Fantasteen Scary Soul Eater

Mizan Publishing
Chapter #2

Knock, Knock! Who's There?

Hey, there! Aku Biru dari Morte Senior High School dan sekarang aku berdiri di dalam sebuah kereta. Lihat sekelilingku! Keren, kan?

“Hei, Ru. Kamu sedang apa?” tanya Zoe yang membuatku sukses menoleh ke arahnya.

Membuat dokumentasi. Hei, kalian berdua, coba lihat kemari! Astaga, jangan terlalu narsis. Oke, lihat bocahbocah laki-laki yang melambai ke arahmu? Mereka teman satu sekolahku, keduanya dari Asrama Green. Yang pakai jaket abu-abu, rambut hitamnya berantakan, duduk di dekat jendela, itu Leva. Dan, yang di sebelahnya, yang alay itu― dia Zoe, keturunan Rusia. Oh, berhenti sok keren, Zoe! Nah, aku akan berjalan maju biar kamu bisa melihat betapa jeleknya mereka. Hohoho ....

“Oh, dia mulai lagi.” Dari samping kananku, Isfina menyindir. Aku langsung menyorotnya.

Weis, lihat gadis dengan rambut panjang hitam sepinggang, yang tengah memasukkan ransel ke loker di atas itu. Isfina. Dia dari Asrama Blue. Dia jago banget nulis puisi dan ....

Ann tiba-tiba muncul tepat di balik sandaran bangku sebelah Isfina, persis boneka joker keluar dari kotak musik, “HAAAIII!”

Weyya, haaai!
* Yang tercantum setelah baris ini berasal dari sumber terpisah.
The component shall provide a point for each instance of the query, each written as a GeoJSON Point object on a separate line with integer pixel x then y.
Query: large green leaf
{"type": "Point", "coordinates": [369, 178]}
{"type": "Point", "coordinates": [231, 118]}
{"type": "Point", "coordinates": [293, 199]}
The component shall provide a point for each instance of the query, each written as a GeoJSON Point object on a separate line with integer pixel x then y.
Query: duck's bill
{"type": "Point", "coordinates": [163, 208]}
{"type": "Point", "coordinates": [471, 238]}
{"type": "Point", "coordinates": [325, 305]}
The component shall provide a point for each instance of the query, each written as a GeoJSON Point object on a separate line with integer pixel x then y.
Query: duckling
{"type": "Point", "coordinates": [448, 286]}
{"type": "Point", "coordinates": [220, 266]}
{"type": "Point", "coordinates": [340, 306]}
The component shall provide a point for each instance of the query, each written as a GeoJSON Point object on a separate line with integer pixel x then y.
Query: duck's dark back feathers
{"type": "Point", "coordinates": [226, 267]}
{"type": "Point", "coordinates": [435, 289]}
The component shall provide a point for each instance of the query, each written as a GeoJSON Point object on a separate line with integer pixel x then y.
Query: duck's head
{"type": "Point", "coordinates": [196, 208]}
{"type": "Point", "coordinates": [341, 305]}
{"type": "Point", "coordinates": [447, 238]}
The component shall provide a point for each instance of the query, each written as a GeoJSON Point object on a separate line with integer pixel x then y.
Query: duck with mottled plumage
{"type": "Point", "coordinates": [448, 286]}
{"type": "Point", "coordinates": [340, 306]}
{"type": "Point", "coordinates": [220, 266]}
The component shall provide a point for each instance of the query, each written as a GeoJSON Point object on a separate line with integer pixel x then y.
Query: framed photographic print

Jangan centil, Ann! Lihat dia? Itu Ann, orangnya memang centil ... dan gendut. Hahaha ....

“AKU TIDAK GENDUT, RU!”

Lihat wajah jeleknya! Hahaha ... oke, oke. Maafkan aku. Dia dari Asrama Blue juga. Omong-omong, dia bintang teater. Uh, oh! Lihat kursi kosong di sebelahnya yang dekat jendela? Itu kursiku!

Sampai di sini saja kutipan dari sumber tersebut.